Al igual que su mujer Katia, Paustovski escribió para muchas publicaciones de efímera existencia. Como periodista, escuchaba los discursos de Lenin, unas veces en algún cuartel de Moscú entre soldados desmovilizados, otras veces en el lujoso Hotel Metropol o desde el foso de la orquesta del Teatro Bolshoi. «Lenin no tenía nada de formal ni de solemne, no se mostraba engreído ni grandilocuente ni deseaba predicar verdades sagradas», anotó en su autobiografía. «La palabra "pan", que en otros oradores sugiere un concepto abstracto, puramente económico y estático, adquiría en él, gracias a una determinada entonación apenas perceptible, un carácter visual: se convertía en pan de centeno, ese pan de cada día por el que tanto suspiraba Rusia por aquel entonces».
¿Era ésta la verdadera voz del escritor? Según Dima, cuando su padre estaba rodeado de los suyos, solía tachar a Lenin de «fanático demente» y consideraba su revolución de «dudosa calaña». A ojos de Paustovski, el golpe bolchevique había discurrido según «las clásicas leyes de la selva».

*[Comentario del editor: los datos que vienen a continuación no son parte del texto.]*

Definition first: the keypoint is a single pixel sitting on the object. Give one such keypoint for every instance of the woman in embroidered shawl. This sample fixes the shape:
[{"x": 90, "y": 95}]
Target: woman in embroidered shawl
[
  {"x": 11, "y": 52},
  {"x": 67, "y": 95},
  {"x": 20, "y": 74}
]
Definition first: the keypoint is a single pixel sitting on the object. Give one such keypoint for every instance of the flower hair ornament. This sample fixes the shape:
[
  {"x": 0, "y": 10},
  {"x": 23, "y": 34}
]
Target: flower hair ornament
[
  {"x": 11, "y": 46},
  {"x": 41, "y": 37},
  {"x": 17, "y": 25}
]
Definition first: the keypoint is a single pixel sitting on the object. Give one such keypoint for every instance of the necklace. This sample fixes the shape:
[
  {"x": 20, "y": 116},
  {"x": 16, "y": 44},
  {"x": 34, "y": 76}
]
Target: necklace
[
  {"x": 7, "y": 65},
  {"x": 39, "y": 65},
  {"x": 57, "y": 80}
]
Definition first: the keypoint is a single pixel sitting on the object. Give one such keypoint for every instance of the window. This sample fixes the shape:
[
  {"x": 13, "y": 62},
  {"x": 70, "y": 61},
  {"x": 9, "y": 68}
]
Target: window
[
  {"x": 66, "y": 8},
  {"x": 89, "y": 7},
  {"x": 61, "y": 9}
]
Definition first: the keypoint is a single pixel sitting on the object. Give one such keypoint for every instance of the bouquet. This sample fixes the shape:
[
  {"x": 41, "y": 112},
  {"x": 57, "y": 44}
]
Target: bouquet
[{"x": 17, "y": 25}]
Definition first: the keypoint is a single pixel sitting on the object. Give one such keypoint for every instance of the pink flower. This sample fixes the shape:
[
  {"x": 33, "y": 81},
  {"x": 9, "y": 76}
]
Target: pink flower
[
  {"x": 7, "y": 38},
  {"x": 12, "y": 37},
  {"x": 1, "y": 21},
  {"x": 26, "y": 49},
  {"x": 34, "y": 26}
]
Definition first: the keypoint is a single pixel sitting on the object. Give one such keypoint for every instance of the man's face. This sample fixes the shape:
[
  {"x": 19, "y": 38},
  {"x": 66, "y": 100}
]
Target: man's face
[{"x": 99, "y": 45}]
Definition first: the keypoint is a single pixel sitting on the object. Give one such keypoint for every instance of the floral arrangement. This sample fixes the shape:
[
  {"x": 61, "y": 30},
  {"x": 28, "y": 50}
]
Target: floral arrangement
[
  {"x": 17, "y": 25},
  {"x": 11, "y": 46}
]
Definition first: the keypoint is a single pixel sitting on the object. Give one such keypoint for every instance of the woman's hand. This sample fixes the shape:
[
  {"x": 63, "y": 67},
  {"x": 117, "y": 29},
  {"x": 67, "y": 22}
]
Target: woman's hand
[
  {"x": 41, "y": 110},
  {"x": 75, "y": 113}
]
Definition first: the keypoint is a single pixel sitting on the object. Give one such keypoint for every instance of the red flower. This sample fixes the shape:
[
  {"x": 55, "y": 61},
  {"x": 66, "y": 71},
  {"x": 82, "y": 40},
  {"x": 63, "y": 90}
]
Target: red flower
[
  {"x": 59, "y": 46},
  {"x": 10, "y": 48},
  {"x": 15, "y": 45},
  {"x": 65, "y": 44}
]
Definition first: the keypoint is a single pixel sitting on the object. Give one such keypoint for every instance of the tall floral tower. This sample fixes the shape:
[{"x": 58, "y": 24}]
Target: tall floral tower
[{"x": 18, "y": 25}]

A partir de 1918, este tipo de opiniones dejaron de ser publicables; los periódicos independientes, para los que trabajaban Katia y él, tuvieron que cerrar el verano de aquel año. El café favorito de Paustovski, lugar de reunión de periodistas, cerró también sus puertas. Paustovski escribe que durante los primeros años había estado observando al nuevo régimen desde fuera, pero que en 1929 decidió «pasar de espectador a participante». Su explicación es parca: «Comprendí que no había otro camino posible que el elegido por mi pueblo».
Como escritor bajo la constelación soviética, Paustovski se sometió a las exigencias de su tiempo: elogiar la construcción del socialismo. Nunca en calidad de miembro del Partido Comunista, pero sí con el tono y la dedicación que se esperaban de él. Las dudas de Paustovski duraron diez años menos que las de Gorki. Me pregunté qué habría tenido que tragar ese hombre antes de poner su talento al servicio de la dictadura del proletariado. ¿O acaso empezó a creerse de verdad las promesas de un futuro mejor?
Y sin embargo hubo al menos un terreno en el que Paustovski se negó a hacer concesiones: la lengua rusa. Coincidía con Gorki en que la literatura sólo podía existir por obra y gracia de su inteligibilidad: «Una literatura ininteligible, oscura o intencionadamente críptica le sirve al autor pero no a los lectores». Paustovski se distanció de aquellos compañeros escritores a quienes la Revolución había inspirado toda suerte de experimentos formales: los llamados «futuristas» y «formalistas» que, desde el retorno de Gorki, habían sido condenados por su defensa del «arte por el arte». Su afinidad con las ideas de Gorki ahorró a Paustovski la confrontación y la presión que sufrieron aquellos renovadores. Lo que sí le preocupaba era el proceso de empobrecimiento de la lengua, alentado por los soviets. Nadie se oponía a la alfabetización, tampoco Paustovski, por supuesto. Pero sí tenía reparos hacia la manera de divulgar el instrumento de la lengua entre el pueblo. En ruso esta campaña recibió el nombre de
likvidatsiya bezgramotnosti
(literalmente: abolición del analfabetismo). Dado que el nombre era difícil de pronunciar, sobre todo para los analfabetos, se buscó una abreviatura: «LikBez». Aparecieron escuelas «LikBez» y maestros «LikBez». En esa misma época se pusieron de moda la ProletKult (cultura proletaria) y la AgitPro (agitaciónpropaganda) en apoyo al KomPartiya (Partido Comunista). Paustovski detestaba esas «ridículas abreviaturas» que en pocos años habían adquirido «la dimensión de una catástrofe» y que habían transformado la lengua rusa en un tartamudeo gutural. El Instituto Soviético, encargado de las obras hidráulicas en Asia Central, se llamaba SredAzHidroProyect y la institución hermana dedicada al cultivo del algodón, SredAzHidroVodJlopok. Dentro de los márgenes que le permitía el aparato de censura GlavLit, Paustovski se resistió con toda su fuerza lírica a esa jerga de funcionario. Calificaba las contracciones de las palabras de «vulgarismos que degradan nuestra lengua».